A spreader is designed to be loaded as a strut in pure compression. The term "Spreader" comes from the original designs which were used to spread the legs of a sling. Typically a simple spreader for a chain sling comprised a bar with forked ends. The forks engaged with the chain and held the bar in place.
Modern spreaders are more sophisticated. Modern spreaders frequently have separate slings connecting to the lifting machine and the load. However the principle remains the same, the spreader is always loaded in pure compression. Spreaders generally need a lot more headroom than a lifting beam in order to accommodate the suspension slings. However, relative to working load and dimensions, spreaders have the advantage of being lighter in weight.

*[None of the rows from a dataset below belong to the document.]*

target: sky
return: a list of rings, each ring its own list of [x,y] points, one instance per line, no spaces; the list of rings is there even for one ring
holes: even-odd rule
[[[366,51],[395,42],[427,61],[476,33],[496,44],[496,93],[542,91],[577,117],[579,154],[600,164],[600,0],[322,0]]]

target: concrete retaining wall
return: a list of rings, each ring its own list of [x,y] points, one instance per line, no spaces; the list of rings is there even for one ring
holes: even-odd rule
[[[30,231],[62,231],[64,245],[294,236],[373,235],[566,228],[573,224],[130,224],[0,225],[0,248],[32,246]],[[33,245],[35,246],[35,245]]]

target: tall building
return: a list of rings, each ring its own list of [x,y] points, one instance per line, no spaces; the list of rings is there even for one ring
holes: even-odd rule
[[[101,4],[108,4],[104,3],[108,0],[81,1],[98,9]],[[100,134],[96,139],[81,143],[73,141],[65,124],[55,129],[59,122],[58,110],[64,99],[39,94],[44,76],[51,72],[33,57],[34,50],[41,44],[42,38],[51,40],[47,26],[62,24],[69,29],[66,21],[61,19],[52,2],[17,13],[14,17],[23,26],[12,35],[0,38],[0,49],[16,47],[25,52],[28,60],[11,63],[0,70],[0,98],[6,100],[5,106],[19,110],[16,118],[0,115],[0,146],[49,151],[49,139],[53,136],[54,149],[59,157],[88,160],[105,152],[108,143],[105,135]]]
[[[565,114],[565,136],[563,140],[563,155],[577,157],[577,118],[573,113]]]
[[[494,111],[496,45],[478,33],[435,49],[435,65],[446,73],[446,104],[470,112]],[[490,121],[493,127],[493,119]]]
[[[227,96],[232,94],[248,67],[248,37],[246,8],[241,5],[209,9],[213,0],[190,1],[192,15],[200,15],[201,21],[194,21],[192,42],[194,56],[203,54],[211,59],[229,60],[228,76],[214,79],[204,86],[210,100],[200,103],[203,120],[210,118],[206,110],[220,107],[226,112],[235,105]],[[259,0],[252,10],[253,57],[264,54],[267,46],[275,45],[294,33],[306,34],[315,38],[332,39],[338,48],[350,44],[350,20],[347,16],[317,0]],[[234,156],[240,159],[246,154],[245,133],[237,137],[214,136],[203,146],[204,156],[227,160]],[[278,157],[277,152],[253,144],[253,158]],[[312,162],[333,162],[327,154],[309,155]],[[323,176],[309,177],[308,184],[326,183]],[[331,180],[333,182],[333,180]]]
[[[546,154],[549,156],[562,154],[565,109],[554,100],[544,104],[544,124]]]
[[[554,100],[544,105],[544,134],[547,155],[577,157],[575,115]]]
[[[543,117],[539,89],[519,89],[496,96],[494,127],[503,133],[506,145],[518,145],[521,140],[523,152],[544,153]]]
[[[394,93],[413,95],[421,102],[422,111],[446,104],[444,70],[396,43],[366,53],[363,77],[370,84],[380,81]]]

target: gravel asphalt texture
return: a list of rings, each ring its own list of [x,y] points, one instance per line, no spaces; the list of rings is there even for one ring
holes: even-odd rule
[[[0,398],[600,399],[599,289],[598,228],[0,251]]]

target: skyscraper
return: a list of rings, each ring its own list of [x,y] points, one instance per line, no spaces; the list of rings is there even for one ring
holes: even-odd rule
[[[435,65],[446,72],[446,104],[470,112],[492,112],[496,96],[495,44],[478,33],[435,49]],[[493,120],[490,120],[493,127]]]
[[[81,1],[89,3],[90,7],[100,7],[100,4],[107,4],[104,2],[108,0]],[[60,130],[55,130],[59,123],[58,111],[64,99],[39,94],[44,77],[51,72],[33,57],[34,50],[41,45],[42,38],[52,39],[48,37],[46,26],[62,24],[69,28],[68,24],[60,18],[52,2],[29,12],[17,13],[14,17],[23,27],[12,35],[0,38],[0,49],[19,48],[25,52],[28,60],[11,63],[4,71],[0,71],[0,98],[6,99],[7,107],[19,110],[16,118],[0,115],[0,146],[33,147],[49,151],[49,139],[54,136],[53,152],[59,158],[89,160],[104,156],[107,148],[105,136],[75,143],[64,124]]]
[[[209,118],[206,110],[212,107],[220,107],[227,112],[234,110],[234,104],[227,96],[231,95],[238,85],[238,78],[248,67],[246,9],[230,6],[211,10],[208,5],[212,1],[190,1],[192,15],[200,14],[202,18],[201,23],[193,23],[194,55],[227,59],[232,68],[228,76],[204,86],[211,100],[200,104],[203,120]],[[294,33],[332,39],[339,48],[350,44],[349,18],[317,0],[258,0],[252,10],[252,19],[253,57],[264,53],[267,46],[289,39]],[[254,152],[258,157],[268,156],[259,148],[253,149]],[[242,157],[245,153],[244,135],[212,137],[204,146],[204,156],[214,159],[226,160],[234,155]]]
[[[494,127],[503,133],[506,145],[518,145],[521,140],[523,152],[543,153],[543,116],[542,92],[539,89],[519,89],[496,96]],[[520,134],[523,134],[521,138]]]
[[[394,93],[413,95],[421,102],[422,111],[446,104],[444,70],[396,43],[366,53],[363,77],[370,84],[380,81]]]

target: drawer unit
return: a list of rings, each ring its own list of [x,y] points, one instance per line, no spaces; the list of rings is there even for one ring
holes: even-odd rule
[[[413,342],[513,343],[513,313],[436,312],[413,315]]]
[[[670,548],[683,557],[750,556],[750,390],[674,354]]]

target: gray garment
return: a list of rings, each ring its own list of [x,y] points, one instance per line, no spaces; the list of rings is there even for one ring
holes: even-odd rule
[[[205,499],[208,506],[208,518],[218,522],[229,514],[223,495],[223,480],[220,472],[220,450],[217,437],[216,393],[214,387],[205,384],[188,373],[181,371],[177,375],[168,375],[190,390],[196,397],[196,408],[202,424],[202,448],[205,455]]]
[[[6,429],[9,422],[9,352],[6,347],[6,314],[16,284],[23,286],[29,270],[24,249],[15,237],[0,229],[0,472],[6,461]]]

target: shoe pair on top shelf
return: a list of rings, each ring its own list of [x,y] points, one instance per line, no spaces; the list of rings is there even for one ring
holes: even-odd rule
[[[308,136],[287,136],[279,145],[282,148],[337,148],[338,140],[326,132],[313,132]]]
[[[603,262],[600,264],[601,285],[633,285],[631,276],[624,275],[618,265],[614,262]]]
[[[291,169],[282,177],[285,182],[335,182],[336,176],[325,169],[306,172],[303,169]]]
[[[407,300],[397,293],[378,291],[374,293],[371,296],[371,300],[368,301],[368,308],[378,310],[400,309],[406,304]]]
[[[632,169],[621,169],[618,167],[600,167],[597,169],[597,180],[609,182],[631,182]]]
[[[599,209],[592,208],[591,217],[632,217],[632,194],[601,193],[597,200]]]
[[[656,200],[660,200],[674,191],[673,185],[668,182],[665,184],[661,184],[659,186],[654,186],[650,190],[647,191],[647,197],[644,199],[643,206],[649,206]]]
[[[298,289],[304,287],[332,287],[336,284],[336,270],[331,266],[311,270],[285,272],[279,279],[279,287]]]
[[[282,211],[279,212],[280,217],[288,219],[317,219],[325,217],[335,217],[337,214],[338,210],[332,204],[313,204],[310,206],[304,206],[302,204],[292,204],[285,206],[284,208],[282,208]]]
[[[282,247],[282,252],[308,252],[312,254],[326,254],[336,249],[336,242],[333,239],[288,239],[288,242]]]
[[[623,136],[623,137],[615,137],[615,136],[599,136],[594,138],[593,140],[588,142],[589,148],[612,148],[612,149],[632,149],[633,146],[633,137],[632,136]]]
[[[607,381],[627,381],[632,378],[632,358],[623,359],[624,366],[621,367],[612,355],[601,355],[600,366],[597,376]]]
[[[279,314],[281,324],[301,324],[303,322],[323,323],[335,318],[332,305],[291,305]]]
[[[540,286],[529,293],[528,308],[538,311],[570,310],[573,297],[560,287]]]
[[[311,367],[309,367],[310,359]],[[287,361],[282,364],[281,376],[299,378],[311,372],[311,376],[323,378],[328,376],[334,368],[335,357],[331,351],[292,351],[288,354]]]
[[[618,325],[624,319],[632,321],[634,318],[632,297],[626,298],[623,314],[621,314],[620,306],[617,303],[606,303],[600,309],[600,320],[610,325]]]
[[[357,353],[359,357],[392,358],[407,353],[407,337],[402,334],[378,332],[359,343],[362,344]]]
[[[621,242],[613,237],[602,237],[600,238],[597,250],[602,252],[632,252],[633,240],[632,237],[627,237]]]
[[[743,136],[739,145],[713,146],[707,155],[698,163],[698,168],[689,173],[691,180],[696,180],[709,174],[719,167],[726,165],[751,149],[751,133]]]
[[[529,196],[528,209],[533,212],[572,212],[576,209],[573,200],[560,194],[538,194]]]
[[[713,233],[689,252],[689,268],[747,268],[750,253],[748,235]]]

Lifting beams and spreaders can facilitate the lifting of loads not possible by any other means, but there are some limitations to watch out for. Load stability is one major consideration to always keep in mind. With lifting and Rigging slings, the connection to the load is made at or near the top of the load or by wrapping around or passing through the load. This generally means that the connections are above the load's centre of gravity, which should ensure stability. Lifting beams and spreaders enable the connection to the load to be made to the sides or even the base of the load at points below the centre of gravity.
Connecting to the sides or base of a load at points below the center of gravity is desireable for any load with upper parts which might be easily damaged. However caution is required and and you should always follow these guidelines. First, there needs to be at least three connection points. When viewed in plan, the center of gravity must lie within the area bounded by them. When viewed from either side, the load, the lifting beam or spreader and the slings which connect them form four sides of a rectangle.
Another major consideration is load distribution. Whenever a load is supported at several points there is likely to be a degree of inequality in the share of load imposed on each. The likely variation should be taken into account when specifying or selecting the equipment
In the image above, you can see the various configurations for Lifting & Spreader Beam orientation.
The lifting beam is connected to the skid by four vertical single leg slings. When viewed from the side, the lifting beam, skid and slings form the four sides of a rectangle. Without triangulation the four sides form a mechanism which can deform into the shape of a parallelogram. That is what happens if the load is unstable and starts to topple.
Looked at from the side, the figure above illustrates the situation. The forces which prevent or cause toppling come from the vertical distance from the seat of the lifting machine hook to the sling attachment points on the lifting beam (A) and the distance of the centre of gravity above the attachment points on the skid (B). The centre of gravity will always try to be as far from the hook as possible. If (A) is greater than (B) the arrangement will be stable. The larger the difference, the more stable the arrangement will be. However if (B) is greater than (A), the arrangement will be unstable and will topple. The relationship between dimensions (C) and (D) also affect stability. If (C) is greater than (D) the arrangement will be less stable.